Lepage saw staff make efforts to communicate with Mary in English, but some "provided care without really explaining what they were doing." She remembers feeling "very frustrated" and claims to have asked for the hospital to provide an interpreter and English documentation.
Nearly a year later, talking about her experience still brings Mary to tears.
"Being hospitalized in the hospital where you can't explain what you want, especially in that critical situation, you don't have even the force to speak," she says, adding that making the effort to speak a language you don't know is a "huge barrier."

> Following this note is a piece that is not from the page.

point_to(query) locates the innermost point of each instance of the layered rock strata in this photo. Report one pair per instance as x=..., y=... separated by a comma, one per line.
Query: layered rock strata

"Instead of treating the patient as if there isn't any other option, they have to do better."
Official complaint made
With Mary's approval, M'Bangha made an official complaint to the CHU de Québec. According to M'Bangha, staff from the complaint commissioner's office said during a phone call that mistakes had been made in Mary's care and that an interpreter should have been provided.
The CHU de Québec declined to comment, saying it can't speak to specific cases for confidentiality reasons. Mary's experience in May 2024 occurred before the province took over the bank of interpreters.
Despite the change, M'Bangha says her organization has not seen more access to interpreters for birthing mothers. "We would know," M'Bangha says, adding her organization accompanied families for more than 300 births last year.
"If there are obstacles for English [interpreters], what's the situation for a mother from the Central African Republic, for example?" she says.
Very little documentation in English
Wellens isn't surprised to hear about Mary's situation, but says it shouldn't have happened.
"Someone somewhere should have raised a red flag and said, 'No, we have to make sure that this person understands completely what is going to happen,'" she says.

According to Wellens, the 36 requests for an English interpreter made in 2024-25 is a testament to the difficulties in accessing care for English speakers, especially given that 17,000 people in the Quebec City region identify themselves as having learned English as a first language, or English-mother-tongue in the last Canadian census.
"It tells me people are not completely aware of their rights, it tells me the establishment, clearly, doesn't always make the request for an interpreter when it's in English", she says. Wellens believes government directives on when to provide services in English caused confusion among staff, and some of them opt not to offer it because they don't understand users' rights or fear of getting in trouble.
According to Wellens, very few documents such as consent forms, or pre- and post-procedure instructions at the CHU de Québec are translated. She believes poor access to care in languages other than French is a public health concern as patients will "inevitably" require more care if they misunderstand a diagnosis or how to care for themselves at home.